The Upper Middle Fork (UMF) watershed, a subwatershed of Feather River(FR) watershed, is located in California’s northern Sierra Nevada and covers around 2,750 square kilometers. With elevations ranging from around 490 m to 2,665 m, the UMF watershed has diverse vegetation, from evergreen forests to large areas of
irrigated croplands in the Sierra Valley. Since fine-interval spatially distributed atmospheric data is essential for the hydrologic modeling of such watersheds, and due to the lack of such data for long-term ranges within the UMF watershed, historical data was reconstructed over the UMF watershed after setting up the fifth-generation NCAR/Penn State University mesoscale model (MM5) over the watershed, thus dynamically downscaling NCEP/NCAR reanalysis data from approximately 210 x 210 km to 3 x 3 km resolutions. In this study, the focus will mainly be on the precipitation data, whose downscaled historical values were validated through a comparison against corresponding fine-scale historical climate observations.
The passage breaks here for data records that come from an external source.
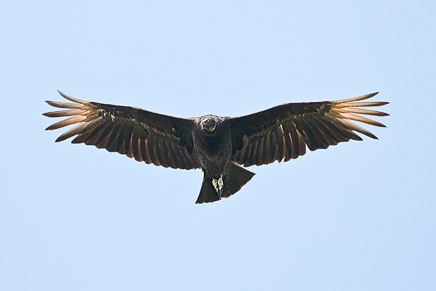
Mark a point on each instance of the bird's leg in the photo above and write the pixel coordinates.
(218, 184)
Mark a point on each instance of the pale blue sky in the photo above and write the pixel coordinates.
(358, 216)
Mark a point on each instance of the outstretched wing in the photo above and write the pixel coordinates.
(146, 136)
(282, 132)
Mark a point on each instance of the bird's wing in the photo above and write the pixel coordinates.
(146, 136)
(282, 132)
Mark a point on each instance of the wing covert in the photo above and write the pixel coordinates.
(283, 132)
(143, 135)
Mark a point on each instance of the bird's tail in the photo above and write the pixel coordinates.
(214, 189)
The reconstructed precipitation data over the UMF watershed was analyzed over the period from 1951 to 2013 to determine any trends or changes in precipitation patterns over this 63-year period. It was found that, for the whole 63-year period, no trend is clearly visible, but when divided into two periods (1951 ? 1981 and 1982 ? 2013), the former period shows a clear downward trend, with an average decrease of around 40% in precipitation, while the latter shows no trend. While the precipitation distribution values of the first period are somewhat skewed to the right, with more than 60% of the values being less than or equal to the mean of the data (967 mm), the
precipitation distribution values of the second period are more or less close to a normal distribution, having a mean of around 1,037 mm.